The hardest part is watching everyone you get close to pull away and move on with their lives some with amazing careers some having families and im not saying their lives are perfect far from it but when I sit looking at my own life im still exactly where I was the day I left school but 20 years has gone and EpI have even fewer options in life left.
… and what have I got for it … experience … pain .. loss… grief … they say you get out of life what you put in .. but there’s no way in hell I put all this in.
I don’t need to hear that a friend of yours has epilepsy and they have a family a job etc, there are different degrees of epilepsy, I have Grand mal seizures these have two stages:
- Tonic phase. Loss of consciousness occurs, and the muscles suddenly contract and cause me to fall down. This phase tends to last about 10 to 20 seconds, i have had head injuries, broken bones and a fear of going out.

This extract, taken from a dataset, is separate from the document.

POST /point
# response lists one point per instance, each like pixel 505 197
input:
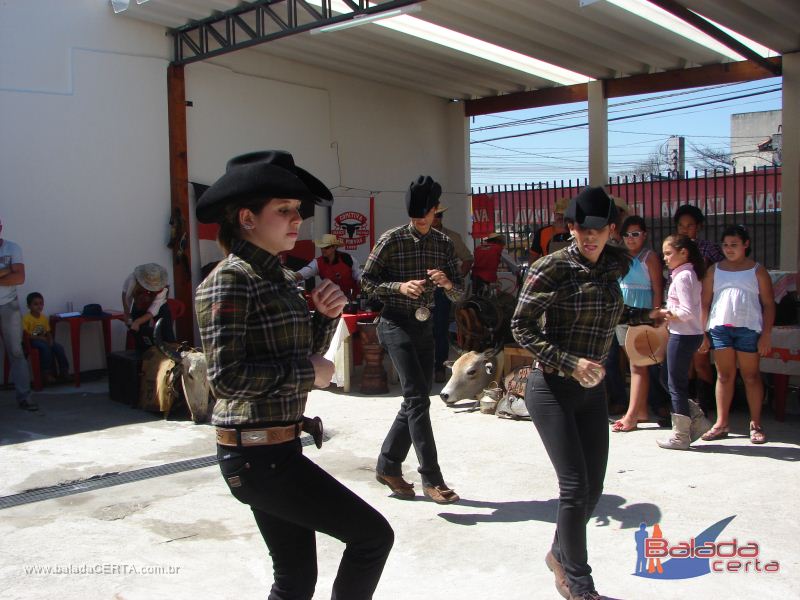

- Clonic phase. The muscles go into rhythmic contractions, alternately flexing and relaxing. Convulsions usually last one to two minutes or less, this can happen to me up to 50 times a day.
Yes i am on medication, i have tried cannabis oil which has helped t a degree but not prevented my seizures, i just have to face that this is my life for ever, the pain is bad, but the loneliness is worse, I wish I was normal but for the most part I just wish I had an understanding friend.